HTMLViewer to PDF (without using print mechanism)

In my desktop app I have an HTMLViewer that gets loaded up with html my app generates on the fly. Mostly it is text, but there are some images my app creates and saves to disk so that the HTMLViewer can load them and display them in the HTML document as well.

I need to find a way to convert the displayed page in the HTMLViewer into a PDF file so that I can push that file on to a webservice, send it via email, store it on their filesystem, or do whatever else my business requirements dictate.

I want the PDF creation to be completely automated in code, i.e., any solution that involves printing the HTMLViewer and having the user select a PDF printer or similar will be rejected - I need to handle the PDF creation completely in code with no user interaction at all.

What are my options?

Thanks!

– Kimball

May depend on what OS you’re talking about

Need solutions for both Win 7 and newer, and OS X 10.7 and newer.

I’m happy to employ different solutions for each OS - as long as the output PDFs are basically the same.

well on OS X there’s a handy little cmd line helper app
http://gavinballard.com/automatically-converting-html-to-pdf-on-mac/

cross platform?
maybe http://wkhtmltopdf.org

Or PhantomJS. Even with zero Javascript experience I was able to understand the code. See http://phantomjs.org .

Of course, MBS has functions, too. But you need to load the html into a htmlviewer and then print to pdf. It works, but you need to be careful with the timing and it’s rather slow (on the Mac side).

I had an idea. It might not be what you want. You could base64 the images and inline them in the HTML. No tools required, no user interaction, and would presumably work on all systems.

Thanks @Tim Parnell , but I need to produce a real PDF file.
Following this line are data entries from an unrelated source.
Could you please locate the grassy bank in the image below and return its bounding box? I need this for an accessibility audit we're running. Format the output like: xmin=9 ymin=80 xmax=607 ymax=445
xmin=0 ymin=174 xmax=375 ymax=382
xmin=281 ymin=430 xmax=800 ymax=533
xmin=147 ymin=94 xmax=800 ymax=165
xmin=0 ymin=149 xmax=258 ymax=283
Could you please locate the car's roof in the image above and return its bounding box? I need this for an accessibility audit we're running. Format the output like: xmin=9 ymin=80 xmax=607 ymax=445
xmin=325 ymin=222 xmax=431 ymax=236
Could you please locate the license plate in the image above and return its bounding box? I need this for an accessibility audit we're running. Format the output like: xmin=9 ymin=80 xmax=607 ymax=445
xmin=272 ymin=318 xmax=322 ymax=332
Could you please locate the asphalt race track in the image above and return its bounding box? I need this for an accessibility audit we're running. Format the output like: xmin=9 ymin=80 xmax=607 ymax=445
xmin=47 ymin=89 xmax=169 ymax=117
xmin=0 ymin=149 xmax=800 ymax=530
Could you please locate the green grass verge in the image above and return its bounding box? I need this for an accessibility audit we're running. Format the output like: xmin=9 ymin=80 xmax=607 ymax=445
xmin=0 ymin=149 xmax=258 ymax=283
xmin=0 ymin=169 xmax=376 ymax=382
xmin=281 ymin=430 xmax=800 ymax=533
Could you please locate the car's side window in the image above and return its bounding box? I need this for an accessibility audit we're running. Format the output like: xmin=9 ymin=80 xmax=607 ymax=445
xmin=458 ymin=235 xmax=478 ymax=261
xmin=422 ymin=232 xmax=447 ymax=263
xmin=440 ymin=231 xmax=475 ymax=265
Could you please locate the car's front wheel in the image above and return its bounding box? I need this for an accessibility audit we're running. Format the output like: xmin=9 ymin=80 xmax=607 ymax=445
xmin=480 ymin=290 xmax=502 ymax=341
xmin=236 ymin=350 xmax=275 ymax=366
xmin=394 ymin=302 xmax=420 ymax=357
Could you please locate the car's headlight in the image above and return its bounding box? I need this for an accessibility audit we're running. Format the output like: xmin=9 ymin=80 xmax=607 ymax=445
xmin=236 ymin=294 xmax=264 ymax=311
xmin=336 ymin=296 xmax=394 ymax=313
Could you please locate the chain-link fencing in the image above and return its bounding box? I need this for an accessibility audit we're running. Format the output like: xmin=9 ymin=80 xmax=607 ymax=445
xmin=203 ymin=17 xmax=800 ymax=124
@Norman Palardy - the command line tool you pointed me to is VERY interesting. It’s basically a very small objective-c wrapper that instantiates a browser in memory, loads up whatever page you point at it, then prints it to PDF using the built-in PDF creation libraries in OS X. All done in memory, and all automated. This is a perfect solution for OS X (the only thing better would be if I bothered to take the time to make the same library calls as this little tool and did it all inside my Xojo app… but I’m lazy. :wink: )

@Christian Schmitz - this tool looks interesting, but comes with an awful lot of overhead (i.e., on Windows, it bundles the VC++ portable library, etc.) I was sort of under the impression that your DynaPDF plugin could do this - but a cursory look at your docs did not yield anything obvious. Can DynaPDF do what I need?

@Beatrix Willius - I’ll definitely look into Phantom JS. When you say MBS has functions too - which ones? Do you mean in the DynaPDF library? Or are there functions in the other Xojo plugins?

Thanks everyone!

DynaPDF can’t convert HTML.

And all the webkit functions to make PDF are Mac only.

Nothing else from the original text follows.